Appetizers run between $2.99 and $10.95, with an order of two summer rolls landing on the lower end of the spectrum at $3.95. Shrimp and pork peeked through the sticky, translucent rice paper wrapping, joined by lettuce, herbs, and a few veggies. The rolls prominently featured basil, and although a bit more cilantro wouldn’t have hurt, flavors in the tightly wound roll were generally well proportioned. The pork was on the dry side and mostly unnecessary, but the shrimp were crisp and a rich, thick peanut sauce brought just enough sweetness and moisture to make the rolls interesting.

In the way of pho, Viva presents 10 variations of the much-loved comfort food. Hearty portions of the civilly priced ($6.45 to $8.95) soups come with filet mignon, brisket, tendon, tripe, meatballs, flank steak, or eye round, plus a few combinations of these.

The steaming broth — the backbone of any pho and first indicator of quality — of my number 31 pho táì was clear and flavorful. Abundant rice noodles were more round than flat and boiled to just done, successfully avoiding the mushy texture that comes from overcooking. The standard garnish plate included sprouts, basil, cilantro, lime, and jalapeno. The order’s thin-sliced flank steak wasn’t quite rare, as indicated on the menu, but far from overdone.

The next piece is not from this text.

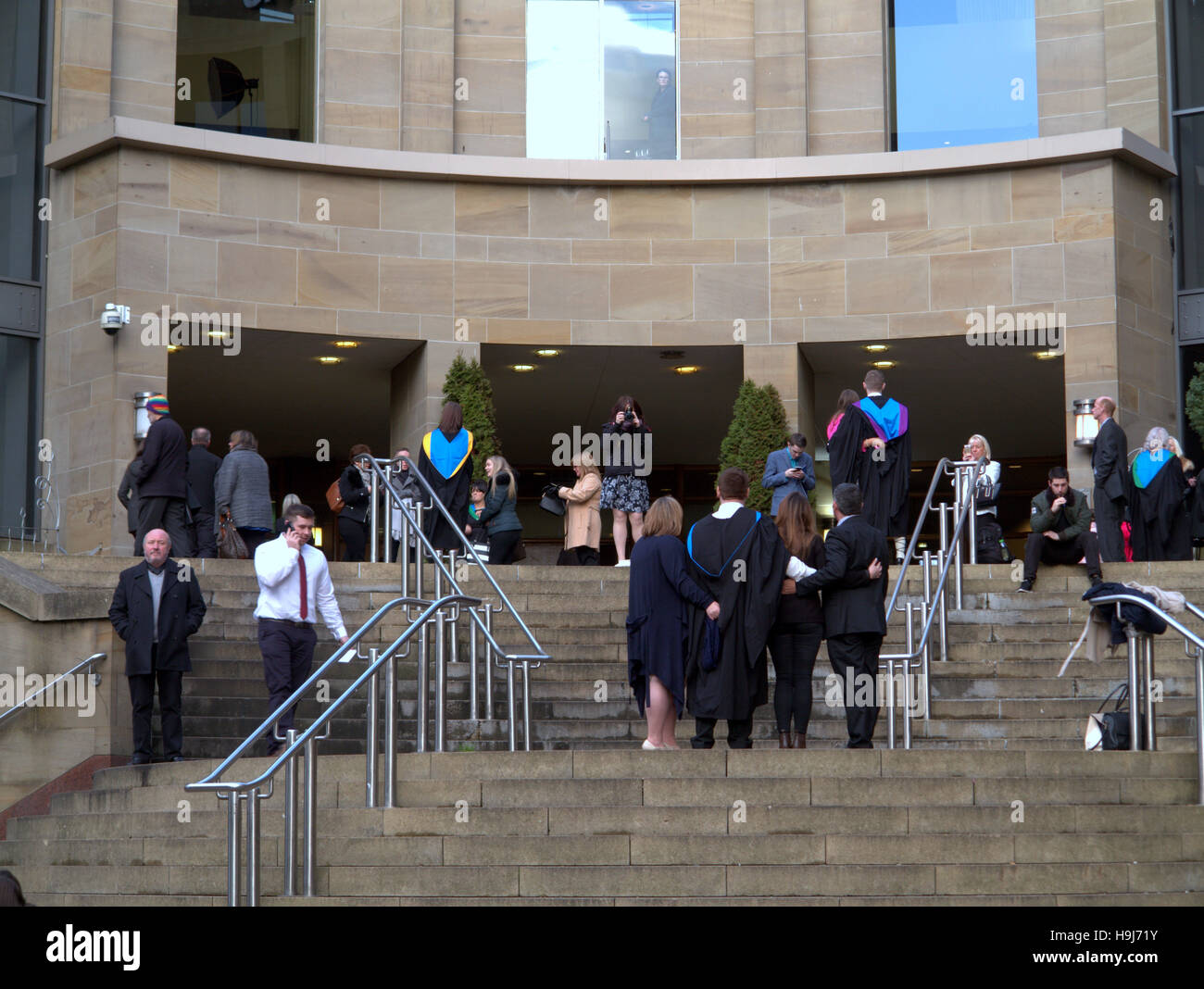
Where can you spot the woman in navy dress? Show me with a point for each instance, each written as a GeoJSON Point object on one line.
{"type": "Point", "coordinates": [660, 597]}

Best of all, the steak worked in harmony with other ingredients in the soup. As is usually the case in Vietnamese fare, the protein was treated as one component among many rather than the focal point of the meal. The prevailing obsession with meat that sways so many restaurants to veer from their cultural authenticity doesn’t seem to have taken root at Viva Pho. My soup was filling but not heavy, and the rice vermicelli bowls displayed this same refreshing departure from the cult of meat worship.